Yeah, I think you know where this is going. :-D
Previous months' cool words:
February, 2004: su (Chinese, adjective/noun) - 1. flaky; 2. a baked good with a crisp or flaky consistency, such as a cookie
January, 2004: pizdarija (Croatian, noun; vulgar) - something messed-up, feeble, or ridiculous (definition provided by jereeza)
December, 2003: basherte (Hebrew, noun) - "apportioned one" (implication of predestined/ordained mate; courtesy of yahvah)
November, 2003: panmictic (English, adjective, "exhibiting random mating within a breeding population")
October, 2003: kreteno (Esperanto, slang noun, "idiot")
September, 2003: kawai (Japanese, adjective, "cute")
August, 2003: ser (Spanish, intransitive verb, "to be")
July, 2003: cordillera (Spanish, noun, "principal mountain system of a continent")
June, 2003: kallüsarayam (Tamil, noun, "illicit liquor")
May, 2003: hoh (Singlish, particle, "connective expression of expected agreement")
April, 2003: tmesis (English, noun, "separation of the parts of a compound word for humorous effect")
March, 2003: nerazreshimost (Russian, noun, "undecidability")
In other news: I'd like to write a survey article on autonomous nanorobotics.

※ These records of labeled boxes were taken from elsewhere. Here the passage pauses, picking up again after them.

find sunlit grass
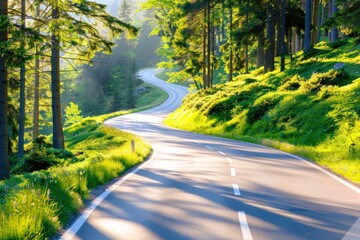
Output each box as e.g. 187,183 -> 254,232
165,39 -> 360,183
0,81 -> 168,239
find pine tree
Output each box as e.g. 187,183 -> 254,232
0,0 -> 10,179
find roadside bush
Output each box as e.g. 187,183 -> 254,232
300,69 -> 349,92
247,95 -> 280,124
279,74 -> 305,91
315,85 -> 339,101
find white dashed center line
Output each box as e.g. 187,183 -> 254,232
238,212 -> 252,240
230,168 -> 236,177
233,184 -> 241,196
218,151 -> 226,156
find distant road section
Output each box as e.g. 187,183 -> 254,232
62,69 -> 360,240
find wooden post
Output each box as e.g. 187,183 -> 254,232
131,139 -> 135,152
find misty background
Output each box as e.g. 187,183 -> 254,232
62,0 -> 160,116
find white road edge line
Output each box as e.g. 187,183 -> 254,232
238,212 -> 252,240
233,141 -> 360,194
233,184 -> 241,196
218,151 -> 226,156
342,218 -> 360,240
60,149 -> 157,240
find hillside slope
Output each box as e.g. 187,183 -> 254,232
166,39 -> 360,183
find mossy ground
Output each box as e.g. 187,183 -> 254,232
165,39 -> 360,183
0,82 -> 168,239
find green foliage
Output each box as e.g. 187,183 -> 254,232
64,102 -> 82,126
247,95 -> 280,124
279,74 -> 305,91
165,39 -> 360,182
300,69 -> 349,92
327,98 -> 360,150
0,118 -> 150,239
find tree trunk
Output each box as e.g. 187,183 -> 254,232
331,0 -> 339,42
318,1 -> 325,41
304,0 -> 312,53
221,0 -> 226,42
33,5 -> 40,141
311,0 -> 320,45
51,1 -> 64,149
245,0 -> 249,73
0,0 -> 10,179
328,0 -> 332,42
202,7 -> 206,88
229,6 -> 234,82
280,0 -> 286,71
275,0 -> 281,56
256,29 -> 265,68
210,25 -> 216,87
206,1 -> 212,88
288,28 -> 293,62
18,0 -> 26,158
264,2 -> 276,73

Surprisingly, I have found much literature on nanotechnology, with rampant speculation on the role of nanorobotics. I've also found quite a bit on massively multi-agent systems as one aspect of the copious literature on autonomous robotics. I just haven't found much on both. Nanorobotics really has to be autonomous, if you think about it: communication takes quite a bit of energy and isn't well suited to organic or other insulation.